O diretor de comunicações da polícia, Karl Angell, disse que 26 civis foram mortos e 25 ficaram feridos na numerosa favela Tivoli Gardens, no oeste de Kingston, onde soldados e policiais fortemente armados realizaram buscas pelo traficante Christopher “Dudus” Coke na segunda-feira. No entanto, o suspeito não foi encontrado.
O número de mortos inclui três membros das forças de segurança, que estão realizando buscas por Coke nesta terça-feira, enquanto focos de violência continuam em partes da capital da ilha caribenha. Angell disse que a polícia deteve mais de 200 pessoas e apreendeu armas.
Os outros dois civis foram mortos por supostos simpatizantes de Coke na cidade de Spanish Town, a 22 quilômetros de Kingston, na noite de segunda-feira, disseram autoridades.

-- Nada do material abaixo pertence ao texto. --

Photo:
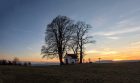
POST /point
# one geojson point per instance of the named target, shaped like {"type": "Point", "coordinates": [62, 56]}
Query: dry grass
{"type": "Point", "coordinates": [80, 73]}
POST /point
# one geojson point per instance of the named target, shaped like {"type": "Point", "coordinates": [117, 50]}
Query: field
{"type": "Point", "coordinates": [80, 73]}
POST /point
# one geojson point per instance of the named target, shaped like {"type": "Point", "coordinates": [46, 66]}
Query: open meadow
{"type": "Point", "coordinates": [79, 73]}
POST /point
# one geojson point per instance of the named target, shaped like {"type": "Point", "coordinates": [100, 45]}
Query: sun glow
{"type": "Point", "coordinates": [117, 59]}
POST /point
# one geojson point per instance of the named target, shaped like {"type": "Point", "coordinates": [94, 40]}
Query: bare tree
{"type": "Point", "coordinates": [81, 37]}
{"type": "Point", "coordinates": [58, 34]}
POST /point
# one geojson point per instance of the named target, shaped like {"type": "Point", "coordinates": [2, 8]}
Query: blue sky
{"type": "Point", "coordinates": [116, 25]}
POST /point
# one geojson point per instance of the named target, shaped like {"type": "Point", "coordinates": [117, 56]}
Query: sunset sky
{"type": "Point", "coordinates": [116, 27]}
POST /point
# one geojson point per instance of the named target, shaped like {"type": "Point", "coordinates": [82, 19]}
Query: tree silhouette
{"type": "Point", "coordinates": [58, 34]}
{"type": "Point", "coordinates": [81, 37]}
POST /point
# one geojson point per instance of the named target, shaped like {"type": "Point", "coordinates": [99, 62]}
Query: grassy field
{"type": "Point", "coordinates": [80, 73]}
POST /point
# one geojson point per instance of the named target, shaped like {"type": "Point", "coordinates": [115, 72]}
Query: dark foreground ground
{"type": "Point", "coordinates": [80, 73]}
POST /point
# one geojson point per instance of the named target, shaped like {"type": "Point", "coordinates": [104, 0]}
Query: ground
{"type": "Point", "coordinates": [80, 73]}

O aumento no número de mortes ocorreu após relatos de moradores sobre vários civis feridos durante a operação da última segunda-feira na favela Tivoli Gardens. Alguns dos relatos sugerem que helicópteros militares lançaram explosivos no precário distrito.
A onda de violência, que inclui embates entre a polícia e jovens armados nas ruas, teve início quando supostos simpatizantes de Coke atacaram cinco delegacias policiais e realizaram saques no centro de Kingston no domingo.
Procuradores norte-americanos descrevem Coke como líder do grupo “Shower Posse”, que matou centenas de pessoas a tiros durante as guerras da cocaína nos anos 1980.
O governo declarou estado de emergência limitado no oeste de Kingston e em outro distrito em reação à violência.
O primeiro-ministro jamaicano, Bruce Golding, prometeu “ação forte e decisiva” para restabelecer a ordem.